I have a dataframe where each row includes arguments that I want to pass into a function iteratively. The function itself returns a dataframe with a few rows. I would like to keep the arguments and results together in one dataframe by applying pmap_df like you can with pmap_dbl inside of a mutate to add a new column with the results from the function. With the code below, I am able to get a column with nested data in it, but every row contains the data for all of the results, not just the ones corresponding to that row.
library(tidyr)
example_function <- function(data, string, ...){
word_one <- paste(data$word_one, string)
word_two <- paste(data$word_two, string)
output <- data_frame(result_words = c(word_one, word_two))
}
fake_data <- tibble(group_id = rep(c(1, 2), each = 3),
word_one = c("hello", "goodbye", "today",
"apple", "banana", "coconut"),
word_two = c("my", "name", "is",
"ellie", "good", "morning"))
test <- fake_data %>%
group_by(group_id) %>%
nest() %>%
mutate(string = "not working") %>%
mutate(final_output = list(purrr::pmap_df(.l = ., .f = example_function)))
The output looks like:
Rows: 2
Columns: 4
Groups: group_id [2]
$ group_id <dbl> 1, 2
$ data <list> [<tbl_df[3 x 2]>], [<tbl_df[3 …
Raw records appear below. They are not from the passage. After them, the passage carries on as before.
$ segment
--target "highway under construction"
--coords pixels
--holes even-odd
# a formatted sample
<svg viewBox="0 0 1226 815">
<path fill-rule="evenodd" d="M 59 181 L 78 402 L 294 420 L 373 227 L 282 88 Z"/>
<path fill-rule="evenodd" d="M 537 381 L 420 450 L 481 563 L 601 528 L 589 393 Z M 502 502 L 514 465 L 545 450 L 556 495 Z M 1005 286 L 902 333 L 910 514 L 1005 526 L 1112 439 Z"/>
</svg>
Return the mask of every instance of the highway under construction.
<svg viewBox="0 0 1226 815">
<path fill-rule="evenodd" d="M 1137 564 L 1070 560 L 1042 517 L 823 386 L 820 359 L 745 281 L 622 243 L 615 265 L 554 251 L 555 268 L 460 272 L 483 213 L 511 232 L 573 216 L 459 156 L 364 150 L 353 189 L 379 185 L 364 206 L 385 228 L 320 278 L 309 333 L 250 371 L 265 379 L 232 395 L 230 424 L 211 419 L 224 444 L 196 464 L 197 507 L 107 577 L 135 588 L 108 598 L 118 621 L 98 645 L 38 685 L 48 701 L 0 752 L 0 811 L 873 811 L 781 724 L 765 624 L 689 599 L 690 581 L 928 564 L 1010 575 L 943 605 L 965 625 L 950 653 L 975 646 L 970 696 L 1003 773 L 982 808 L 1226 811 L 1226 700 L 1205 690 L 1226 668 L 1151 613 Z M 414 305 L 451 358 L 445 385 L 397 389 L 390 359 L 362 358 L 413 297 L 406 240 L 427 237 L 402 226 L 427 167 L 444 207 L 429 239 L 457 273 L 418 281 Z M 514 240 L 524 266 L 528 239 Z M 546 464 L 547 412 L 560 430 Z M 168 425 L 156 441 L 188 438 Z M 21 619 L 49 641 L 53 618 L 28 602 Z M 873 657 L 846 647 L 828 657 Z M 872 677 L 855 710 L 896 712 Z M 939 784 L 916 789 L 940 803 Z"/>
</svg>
$ string <chr> "not working", "not working"
$ final_output <list> [<tbl_df[12 x 1]>], [<tbl_df[…
What I would like to have would be for each of the final outputs to have only 6 rows in each dataframe, corresponding to the inputs from the nested data column. Is this possible?
CodePudding user response:
With the OP's function, it may be easily done without any pmap
(return the output
from the function)
example_function <- function(data, string, ...){
word_one <- paste(data$word_one, string)
word_two <- paste(data$word_two, string)
output <- data_frame(result_words = c(word_one, word_two))
output
}
As it is a nest_by
, directly apply the function
library(dplyr)
fake_data %>%
nest_by(group_id) %>%
mutate(string = "not working") %>%
mutate(final_output = list(example_function(data, string)))
# A tibble: 2 × 4
# Rowwise: group_id
group_id data string final_output
<dbl> <list<tibble[,2]>> <chr> <list>
1 1 [3 × 2] not working <tibble [6 × 1]>
2 2 [3 × 2] not working <tibble [6 × 1]>
With pmap
, extract the contents as a list
to an object 'x1' then apply the OP's function on the list elements i.e. x1$data
and x1$string
library(purrr)
library(stringr)
fake_data %>%
nest_by(group_id) %>%
mutate(string = "not working") %>%
ungroup %>%
mutate(final_output = pmap(across(-group_id),
~ {
x1 <- list(...)
example_function(x1$data, x1$string)
}))
# A tibble: 2 × 4
group_id data string final_output
<dbl> <list<tibble[,2]>> <chr> <list>
1 1 [3 × 2] not working <tibble [6 × 1]>
2 2 [3 × 2] not working <tibble [6 × 1]>